Black and white approaches to social media. Literally.

The differences between the social media channels employed by the Oregon Shakespeare Festival (OSF) and Trader Joe’s are literally black and white. The OSF website’s homepage is black, presumable to mimic a dark theater, and features the Allen Elizabethan Theater.


Trader Joe’s homepage is white and prominently features products.


Trader Joe’s clean look is inviting. But their simplicity doesn’t end there. The only social media channel that I found for the grocery chain was Linked In. The content provided basic data, such as history, recent announcements, locations, number of employees, contact information for key staff, and job postings. Most likely, its 49,680 followers are looking for employment opportunities.


There are several Trader Joe’s Facebook pages but none of them appear to be managed by the organization. A few of them even had this qualifier:


Even without the qualifier, headlines such as this one seem unlikely to have been posted by Trader Joe’s.


Trader Joe’s minimalist page design and conspicuous absence from social media seem to reinforce their simple brand. It's not complicated. We just focus on what matters — great food + great prices = Value.

To tweet or not to tweet

OSF has a presence on several channels, including YouTube, Facebook, Twitter, Instagram, Pinterest, and Google+. Their YouTube videos range from .16 seconds to 22 minutes and present a variety of topics, including a demonstration of an artist creating textiles for costumes. The featured video of the OSF artistic director outlining the 2017 season is engaging because it begins playing when you land on the page.
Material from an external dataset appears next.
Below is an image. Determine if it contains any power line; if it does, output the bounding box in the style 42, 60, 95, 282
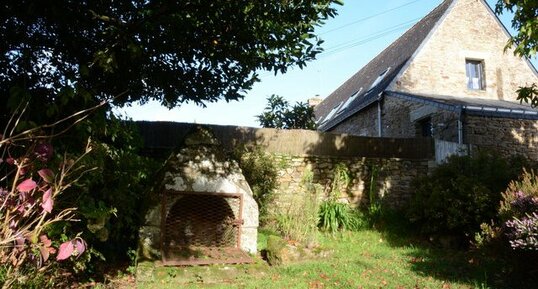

On Facebook, OSF posts a combination of photos, videos and articles about the performances, actors and theaters. Friends’ comments are unfiltered according to the site and are primarily about the experiences of theater-goers. Much of the content on Facebook is repeated on the other channels. For example, most show a recycled set that was used at a Habitat for Humanity ReStore.

There appears to be more engagement from OSF’s 15,700 Twitter followers than from its Facebook friends, even though 60,511 people had “checked in” to Facebook. Makes sense, since Twitter is a perpetual conversation.

Images seen by OSF’s 1,200 Pinterest and Instagram’s 5,668 followers were mostly recycled from other channels. Pinterest promises ongoing updates of OSF’s AccessforAll project on Twitter and Instagram, which is odd as it could’ve set itself apart from the other channels with its own updates.

Lighten up

Except for Google+, OSF’s channels are updated regularly. Twitter and Facebook have daily feeds and YouTube’s most current post is four days old. Pinterest and Instagram photos aren’t dated but appear current.

While Trader Joe’s has current job postings on Linked In, some are stale and applications are no longer accepted. Those postings should be removed.